Jeffrey G Demain, MD, FAAAAI
Section Editor
David B Golden, MD
Deputy Editor
Anna M Feldweg, MD


Venom immunotherapy (VIT) is highly effective for the treatment of patients with systemic allergic reactions (SARs) to Hymenoptera venom. Overall, VIT reduces the chance of having a serious allergic reaction to an insect sting by 90 percent [1]. Stated differently, more than 95 percent of patients allergic to vespid (ie, yellow jacket, hornet, and wasp) venom, and 80 to 90 percent of those allergic to honey bee venom will not develop any systemic allergic symptoms if re-stung while receiving VIT [2-8]. The rest usually experience only mild symptoms. VIT has also been demonstrated to significantly improve health-related quality of life [1,9-11].

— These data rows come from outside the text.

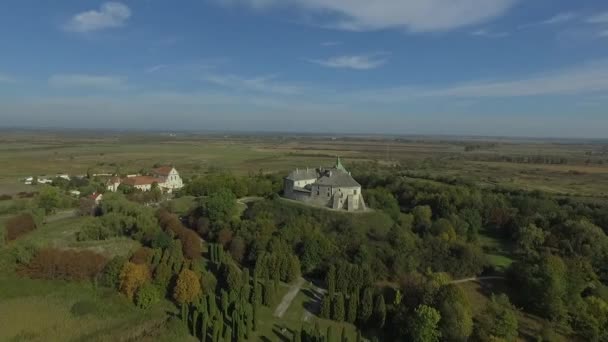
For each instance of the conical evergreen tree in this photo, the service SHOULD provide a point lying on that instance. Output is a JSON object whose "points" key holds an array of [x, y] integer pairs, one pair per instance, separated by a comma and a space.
{"points": [[351, 312], [366, 307], [379, 311], [330, 280], [326, 307], [338, 308], [329, 336]]}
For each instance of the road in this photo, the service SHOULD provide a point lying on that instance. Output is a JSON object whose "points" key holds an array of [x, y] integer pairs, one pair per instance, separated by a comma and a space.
{"points": [[61, 216], [466, 280], [288, 298]]}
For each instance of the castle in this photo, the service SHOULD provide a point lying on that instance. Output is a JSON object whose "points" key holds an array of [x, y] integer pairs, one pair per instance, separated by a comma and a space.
{"points": [[166, 177], [331, 187]]}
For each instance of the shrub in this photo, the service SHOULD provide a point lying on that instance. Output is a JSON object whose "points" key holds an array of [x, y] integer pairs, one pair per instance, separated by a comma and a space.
{"points": [[64, 264], [132, 277], [191, 242], [82, 308], [19, 226], [143, 256], [187, 287], [110, 276], [23, 254], [146, 296]]}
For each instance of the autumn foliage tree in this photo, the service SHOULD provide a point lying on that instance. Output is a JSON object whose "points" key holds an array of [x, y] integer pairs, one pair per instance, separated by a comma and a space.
{"points": [[52, 263], [132, 277], [19, 226], [191, 242], [187, 288]]}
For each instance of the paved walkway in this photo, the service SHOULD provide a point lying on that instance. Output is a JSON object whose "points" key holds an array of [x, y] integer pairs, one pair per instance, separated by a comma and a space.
{"points": [[466, 280], [288, 298]]}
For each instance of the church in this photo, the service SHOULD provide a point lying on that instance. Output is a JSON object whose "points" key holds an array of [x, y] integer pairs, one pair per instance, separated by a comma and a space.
{"points": [[332, 187]]}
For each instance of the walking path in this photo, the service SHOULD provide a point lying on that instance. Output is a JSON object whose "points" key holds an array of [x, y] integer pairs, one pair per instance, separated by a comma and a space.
{"points": [[288, 298], [61, 215], [466, 280]]}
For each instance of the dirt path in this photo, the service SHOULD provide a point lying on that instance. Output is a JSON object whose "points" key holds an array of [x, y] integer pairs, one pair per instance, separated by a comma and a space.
{"points": [[466, 280], [288, 298], [61, 216]]}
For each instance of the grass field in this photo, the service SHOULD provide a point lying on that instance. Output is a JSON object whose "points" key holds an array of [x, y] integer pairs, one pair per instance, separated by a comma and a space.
{"points": [[479, 294], [585, 174]]}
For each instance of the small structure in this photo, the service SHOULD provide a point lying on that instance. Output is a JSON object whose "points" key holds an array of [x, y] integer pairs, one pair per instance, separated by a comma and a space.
{"points": [[166, 177], [97, 197], [325, 187]]}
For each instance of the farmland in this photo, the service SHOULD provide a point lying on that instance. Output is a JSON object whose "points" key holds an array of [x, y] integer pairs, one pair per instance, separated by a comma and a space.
{"points": [[452, 180]]}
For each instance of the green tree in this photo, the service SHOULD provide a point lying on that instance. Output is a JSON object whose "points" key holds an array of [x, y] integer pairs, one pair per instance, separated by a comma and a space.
{"points": [[110, 276], [297, 336], [330, 280], [326, 307], [366, 306], [48, 198], [424, 325], [423, 218], [351, 312], [338, 312], [146, 296], [329, 336], [132, 277], [530, 238], [380, 311], [187, 287], [220, 205]]}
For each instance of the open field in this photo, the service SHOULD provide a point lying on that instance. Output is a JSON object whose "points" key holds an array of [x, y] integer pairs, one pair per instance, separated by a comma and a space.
{"points": [[479, 294], [572, 167]]}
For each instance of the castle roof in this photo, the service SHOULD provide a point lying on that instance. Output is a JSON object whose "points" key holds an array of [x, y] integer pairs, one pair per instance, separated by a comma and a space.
{"points": [[305, 174], [163, 170], [337, 178], [141, 180]]}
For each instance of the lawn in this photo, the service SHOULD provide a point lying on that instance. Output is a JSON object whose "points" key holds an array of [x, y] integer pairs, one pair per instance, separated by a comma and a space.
{"points": [[498, 251], [301, 313], [51, 310], [62, 234], [479, 294]]}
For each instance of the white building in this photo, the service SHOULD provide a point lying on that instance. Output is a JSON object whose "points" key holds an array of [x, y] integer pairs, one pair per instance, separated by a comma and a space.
{"points": [[166, 177], [327, 187]]}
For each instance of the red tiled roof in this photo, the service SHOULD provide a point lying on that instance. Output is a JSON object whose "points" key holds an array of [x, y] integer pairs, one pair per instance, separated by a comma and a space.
{"points": [[114, 180], [141, 180], [163, 170]]}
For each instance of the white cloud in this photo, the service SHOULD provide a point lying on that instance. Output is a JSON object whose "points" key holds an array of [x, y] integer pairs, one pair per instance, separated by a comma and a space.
{"points": [[600, 18], [6, 78], [361, 62], [109, 15], [263, 84], [156, 68], [413, 15], [88, 81], [489, 34], [585, 79], [560, 18]]}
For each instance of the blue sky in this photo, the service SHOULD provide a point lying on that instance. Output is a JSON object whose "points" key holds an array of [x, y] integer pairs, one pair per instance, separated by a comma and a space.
{"points": [[480, 67]]}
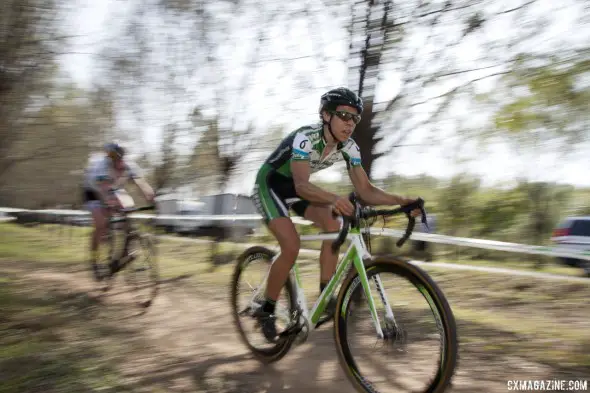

This topic will review the studies that have addressed this question and discuss the risk factors for recurrent systemic reactions to Hymenoptera stings after the discontinuation of VIT. The efficacy, indications, and other issues concerning VIT are presented separately. (See "Hymenoptera venom immunotherapy: Efficacy, indications, and mechanism of action" and "Hymenoptera venom immunotherapy: Technical issues, protocols, adverse effects, and monitoring".)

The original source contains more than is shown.